Review

Label : Cherry Red – Robinsongs

De belles rééditions remasterisées continuent de pleuvoir du côté de Cherry Red. Ils nous ressortent le catalogue du label DJM anglais, qui possède une bonne partie des meilleurs disques de Johnny Guitar Watson, et de ses acolytes, les Watsonian Institute (dont nous vous feront la chronique bientôt).

Johnny est né en 1935 aux USA au Texas, a grandit à Houston, puis à Los Angeles. Il appris la musique grâce à un père pianiste, et à son grand-père guitariste dans une église, qui lui donna l’ultime envie de faire ce métier. Capable de jouer du piano, de la basse, de la guitare, de l’orgue, des percussions … ce multi-instrumentaliste un peu en marge de la starification, aurai pu être aussi connu qu’un Prince ou Shuggie Otis. D’ailleurs il a brillé en son temps et ses chefs d’œuvre de funk et de soul des années 70 sont là pour nous le rappeler. Avant cela, dans les années 60, il excellait avec sa guitare plutôt bluesy, et s’était associé avec larry Williams pour créer son label de Soul-blues (VIP Productions) à Londres. Il joua alors avec les plus grands comme Santana, Franck Zappa, Little Richard, Sam Cooke etc. Dans le début des années 70’s, il signe chez Fantasy et s’oriente alors plus vers le R&B et le Funk.

Nous vous présentons ici deux LP en un, de cette époque fructueuse ! Son remasterisé et booklet complet.

le 1er album « Ain’t that a bitch » de 1976, est une tuerie funky dont plusieurs singles médaillés Or furent issus.
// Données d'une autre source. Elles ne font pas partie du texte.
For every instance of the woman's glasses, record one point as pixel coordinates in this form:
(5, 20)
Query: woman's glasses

Le plus connu est « Superman lover » pour un groove lancinant et funky à souhait à la mélodie entêtante (cf. extrait), ainsi que « Ain’t that a Bitch« , tuerie ambulante ! Ces mots (du titre) sont parait-il les derniers qu’il a prononcé sur scène au japon lors de sa mort en 1996. Pour toujours dans la légende, donc !

Le petit plus de son style, tient en une voix un peu nasillarde capable de différentes octaves, alliée à des cuivres incisifs et toujours précis. Ces cuivres nous impressionnerons tout au long de ces deux albums ainsi que sur les productions à venir dans le groupe Watson Institute. Il nous faut vous les nommer, car ces musiciens sont des monstres de feeling : Tommy roberston, Paul Dunmal et Peter Martin.

L’album a été écrit en grande partie seul, avec l’aide du batteur et ami Emry Thomas. Après 4 titres purement Funk, les trois derniers sont plus blues, et la guitare et l’orgue sont plus présents, pour des solos à tomber raide. Pour ce qui est du look, on a le droit à un junkie en costard blanc et chapeau blanc, entourée de filles ! cliché, mais terriblement Bad boy et funky. Ce look le suivra longtemps.

Le deuxième album de 1977, « A real mother for ya« , fait lui, la part belle aux synthés qui organisent la ligne de basse. La production ressemble à celle des Commodores. Les solos de guitare un peu space sont encore magiques. Le message est plus mielleux que l’album de 76, mais le groove ne cesse de nous transporter. Le vocodeur fait son apparition sur « Your love is my love« , et ce son si subtile aura sûrement influencé Cameo ou Roger Troutman plus tard dans les années 80. « The real deal » a des influences à la George Benson, où Johnny chante sur sa guitare suave. Puis, des bruits de jungle viennent nous faire entrer dans le trip de « Tarzan » morceau amusant, cuivré, et saccadé. La fin de cet album n’est pas gâchée,  il y a très peu de choses à jeter.  On a eu le plaisir d’avoir redécouvert tous ces morceaux qui sont sans aucun doute gravés à jamais dans l’histoire du funk.